La politique n’est pas forcément un sujet qui plaît à tous. Et ce n’est pas non plus un sujet très courant sur le grand écran et pourtant ce domaine nous a offert quelques pépites. En France on se souvient par exemple de « L’exercice de l’état » ou de « Quai d’Orsay » et aux États-Unis de l’excellent « Les Marches du pouvoir » qu’avait mis en scène Georges Clooney. Ces films ont su rendre ce sujet intéressant et divertissant. Pas sûr que « Les Promesses » soit aussi tout public, si on peut qualifier les œuvres citées précédemment comme telles. En effet, cette œuvre est plutôt austère et complexe et il faut s’accrocher quand on ne goûte pas à ce milieu élitiste et si particulier. C’est peut-être son principal défaut d’ailleurs: d’être réservé à une base de spectateurs courageux et aptes à ce type de sujets. Mais si on aime cela ou que l’on fait l’effort, ce long-métrage est passionnant de bout en bout.
Second film de Thomas Kruithof après « La Mécanique de l’ombre », un film qui braconnait déjà un peu dans la sphère politique, il nous déroule une histoire qui sur le papier ferait fuir n’importe qui par son côté à la fois banal, nébuleux et, à priori, inintéressant. Mais par la grâce d’un scénario d’une précision chirurgicale rare, ultra méticuleux et particulièrement documenté, toutes ces réserves sautent les unes après les autres. On est littéralement plongé dans la vie d’une mairesse d’une grande ville de banlieue tiraillée entre un problème de rénovation d’une cité insalubre, une nouvelle course aux municipales et la possibilité de devenir ministre. Tout est décortiqué avec attention dans les moindres détails et on ressent le réalisme des situations comme jamais.
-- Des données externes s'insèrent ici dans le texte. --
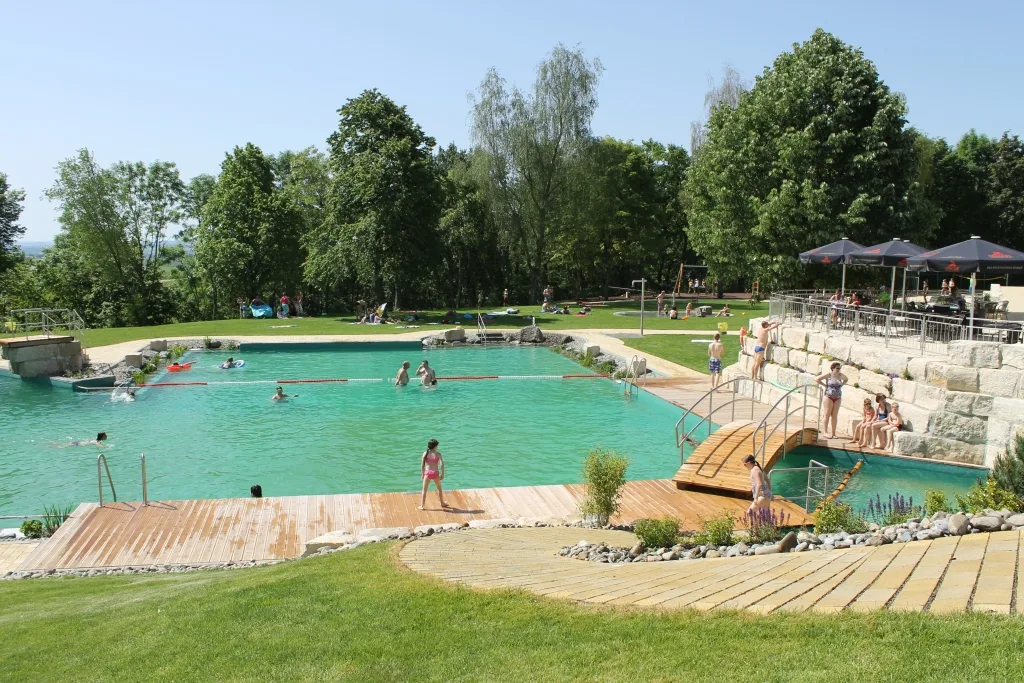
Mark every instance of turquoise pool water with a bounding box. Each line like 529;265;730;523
771;447;983;512
0;344;690;516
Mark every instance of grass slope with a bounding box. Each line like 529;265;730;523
7;299;766;348
1;543;1022;682
624;333;742;375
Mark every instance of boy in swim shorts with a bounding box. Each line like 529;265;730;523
707;333;724;388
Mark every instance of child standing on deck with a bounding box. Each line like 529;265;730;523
419;439;451;510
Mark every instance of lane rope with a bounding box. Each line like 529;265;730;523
115;374;610;388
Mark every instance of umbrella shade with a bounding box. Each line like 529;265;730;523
906;237;1024;274
798;237;865;265
846;238;927;267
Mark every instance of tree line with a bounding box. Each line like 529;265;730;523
1;30;1022;328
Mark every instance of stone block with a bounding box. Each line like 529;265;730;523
1000;344;1024;370
915;383;944;410
768;346;789;366
926;364;979;392
805;353;822;374
781;327;808;350
302;530;356;557
891;378;916;404
776;366;800;389
895;403;929;432
987;397;1024;424
584;345;600;358
838;364;860;387
444;327;467;342
807;333;827;355
929;412;987;444
983;418;1024;467
149;339;168;352
857;370;891;397
876;351;912;377
891;432;928;457
978;368;1022;399
124;353;144;369
892;432;985;465
823;337;853;362
788;350;807;372
948;340;1001;369
906;357;935;382
762;363;780;385
941;391;994;417
849;345;880;373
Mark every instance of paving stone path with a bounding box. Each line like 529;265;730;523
400;527;1024;614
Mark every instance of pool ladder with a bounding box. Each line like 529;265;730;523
623;354;646;398
97;453;149;507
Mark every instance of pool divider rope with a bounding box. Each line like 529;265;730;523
95;373;612;389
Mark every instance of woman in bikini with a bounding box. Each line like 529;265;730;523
742;455;772;514
879;403;904;450
849;398;875;445
418;438;451;510
816;362;848;439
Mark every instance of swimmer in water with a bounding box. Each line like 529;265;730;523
63;432;108;447
395;361;410;386
416;360;437;386
271;386;297;401
220;357;236;369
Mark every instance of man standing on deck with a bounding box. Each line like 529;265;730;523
751;320;781;381
708;333;724;388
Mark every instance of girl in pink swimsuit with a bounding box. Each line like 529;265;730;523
419;438;451;510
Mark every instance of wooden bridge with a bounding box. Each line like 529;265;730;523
674;420;819;495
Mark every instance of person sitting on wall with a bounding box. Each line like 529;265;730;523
669;305;679;320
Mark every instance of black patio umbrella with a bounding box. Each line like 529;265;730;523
798;237;865;296
847;238;928;314
907;236;1024;338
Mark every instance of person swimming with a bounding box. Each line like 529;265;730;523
64;432;108;447
271;386;297;401
220;357;237;369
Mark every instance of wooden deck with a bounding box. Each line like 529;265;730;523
674;421;819;494
17;480;812;571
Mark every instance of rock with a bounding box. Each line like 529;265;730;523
629;542;644;557
835;539;853;549
896;530;913;543
726;542;749;558
685;548;702;560
778;531;798;553
662;551;679;561
1006;513;1024;527
413;525;435;537
794;542;809;552
754;546;780;556
931;511;948;520
356;526;412;542
970;516;1002;532
518;325;545;343
915;531;934;542
947;513;970;535
797;531;820;545
467;518;517;530
302;530;356;557
704;550;721;559
1001;523;1014;531
645;555;663;562
948;340;1002;369
865;535;891;547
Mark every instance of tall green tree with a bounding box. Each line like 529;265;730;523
685;29;917;290
988;133;1024;248
198;144;303;302
471;44;603;301
309;90;441;306
0;172;26;275
45;150;184;325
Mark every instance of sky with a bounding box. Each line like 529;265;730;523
3;0;1023;241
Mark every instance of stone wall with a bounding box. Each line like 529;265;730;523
721;319;1024;468
1;340;83;379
On les vit presque et c’est peut-être ce qui, comme par magie, permet de nous captiver avec un récit de prime abord presque répulsif. Et cette histoire anodine et banale de gestion d’une ville et de rapports de hiérarchie politique de devenir addictive et aussi tendue qu’un thriller. Mais il faut s’accrocher, c’est complexe et peut-être que la partie avec le logement aurait pu être remplacée par un sujet plus compréhensible par tous. Qu’importe, pour ceux qui font l’effort c’est un rollercoaster cinématographique et politique.
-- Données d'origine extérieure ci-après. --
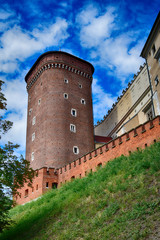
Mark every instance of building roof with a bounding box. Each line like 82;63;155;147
94;135;112;143
141;11;160;58
25;51;94;82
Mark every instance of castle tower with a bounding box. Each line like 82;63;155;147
25;51;94;170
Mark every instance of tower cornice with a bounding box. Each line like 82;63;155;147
26;60;93;91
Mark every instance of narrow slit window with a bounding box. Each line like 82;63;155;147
29;108;32;116
31;152;34;161
32;132;35;141
70;124;76;133
38;98;41;105
32;116;36;125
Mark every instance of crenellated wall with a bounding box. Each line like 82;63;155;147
15;167;58;205
15;116;160;205
58;116;160;184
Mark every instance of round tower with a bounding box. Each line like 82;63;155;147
25;51;94;170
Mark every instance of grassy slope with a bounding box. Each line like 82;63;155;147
0;143;160;240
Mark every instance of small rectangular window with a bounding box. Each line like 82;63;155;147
64;93;68;99
32;116;36;125
31;152;34;161
71;108;77;117
79;83;82;88
46;182;49;188
70;124;76;133
32;132;35;141
81;99;86;104
38;98;41;105
36;184;38;190
73;146;79;154
64;79;68;83
29;108;32;116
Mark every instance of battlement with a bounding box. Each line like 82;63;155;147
15;116;160;205
58;115;160;184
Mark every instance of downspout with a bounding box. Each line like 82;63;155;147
145;58;155;117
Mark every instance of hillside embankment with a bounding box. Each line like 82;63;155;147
0;142;160;240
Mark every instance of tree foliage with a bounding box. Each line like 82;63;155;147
0;80;34;232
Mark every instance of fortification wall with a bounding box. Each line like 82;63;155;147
15;167;58;205
58;116;160;184
15;116;160;205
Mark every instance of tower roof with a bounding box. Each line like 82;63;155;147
25;51;94;82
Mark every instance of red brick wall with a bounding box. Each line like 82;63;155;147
16;116;160;205
15;167;58;205
58;116;160;184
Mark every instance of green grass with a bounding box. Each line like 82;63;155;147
0;142;160;240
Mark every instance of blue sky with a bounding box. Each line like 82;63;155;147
0;0;159;154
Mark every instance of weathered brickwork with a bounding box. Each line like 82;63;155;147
16;116;160;205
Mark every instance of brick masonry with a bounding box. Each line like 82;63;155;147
15;116;160;205
25;51;95;170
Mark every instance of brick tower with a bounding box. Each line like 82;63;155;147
25;51;94;170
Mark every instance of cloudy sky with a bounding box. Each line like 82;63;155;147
0;0;159;155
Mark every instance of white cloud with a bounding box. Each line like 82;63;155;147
0;18;69;73
92;78;117;123
0;8;15;20
76;6;115;47
76;5;145;83
96;34;144;82
76;5;98;25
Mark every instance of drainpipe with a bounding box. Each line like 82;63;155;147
145;58;155;117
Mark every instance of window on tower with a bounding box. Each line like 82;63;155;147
32;132;35;141
38;98;41;105
71;108;77;117
81;99;86;104
64;79;68;84
79;83;82;88
31;152;34;161
64;93;68;99
32;116;36;125
29;108;32;116
70;124;76;133
73;146;79;154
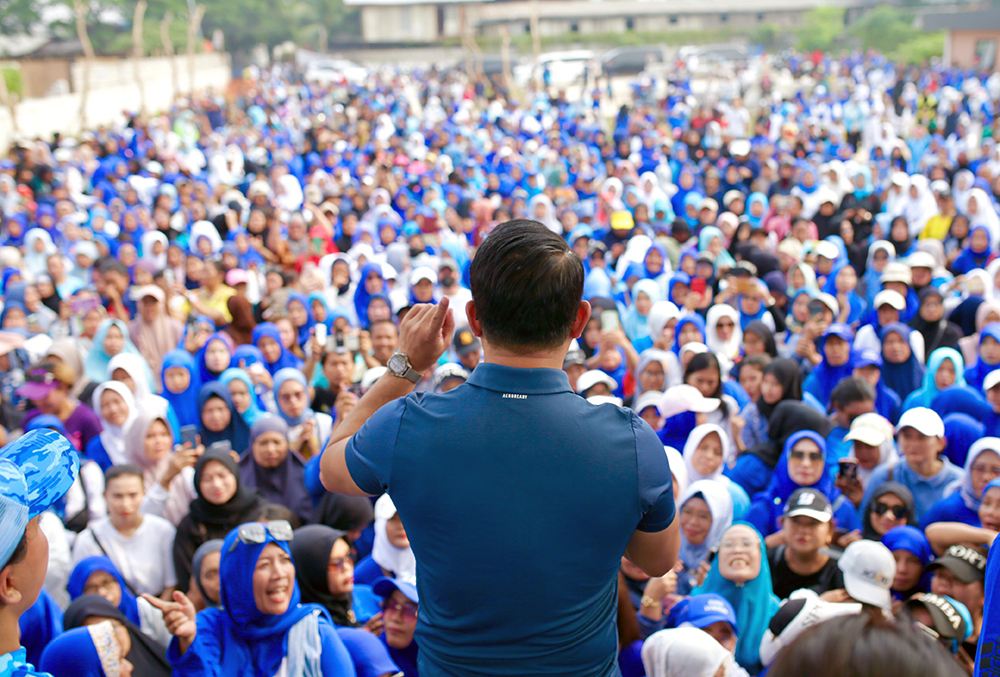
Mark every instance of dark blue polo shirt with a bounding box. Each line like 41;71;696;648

La mise en scène est aussi froide, distancée et clinique que le sujet. Tout est gris. Comme tous ces relations de forces, ces arrangements, cette corruption et ces mensonges propres à un corps politique généralement pas net et gangréné par la corruption. Mais « Les Promesses » ne se fait pas dénonciateur, il est juste réaliste, objectif et dissèque avec précision ce qu’est le monde de la politique aujourd’hui, d’une manière presque documentaire. Mais tout ceci serait bien moins réussi si Isabelle Huppert ne nous offrait pas encore une de ces compositions magistrales, impeccables et absoute de toute critique. Elle est incroyable dans la peau de cette mairesse, juste plus vraie que nature. Et Reda Kateb lui tient la dragée haute, c’est dire, dans un pas de deux parfait. Ce long-métrage c’est une heure et demie de joutes politiques jubilatoires et excitantes, de dialogues ciselés, de retournements de situation qui tiennent en haleine et d’informations passionnantes. Alors ce n’est peut-être pas très avenant vu de l’extérieur et peut-être que le sujet n’est pas très attirant, mais tout bon cinéphile ne peut qu’admirer les qualités intrinsèques et instructives de cette chronique politique et sociale magistrale.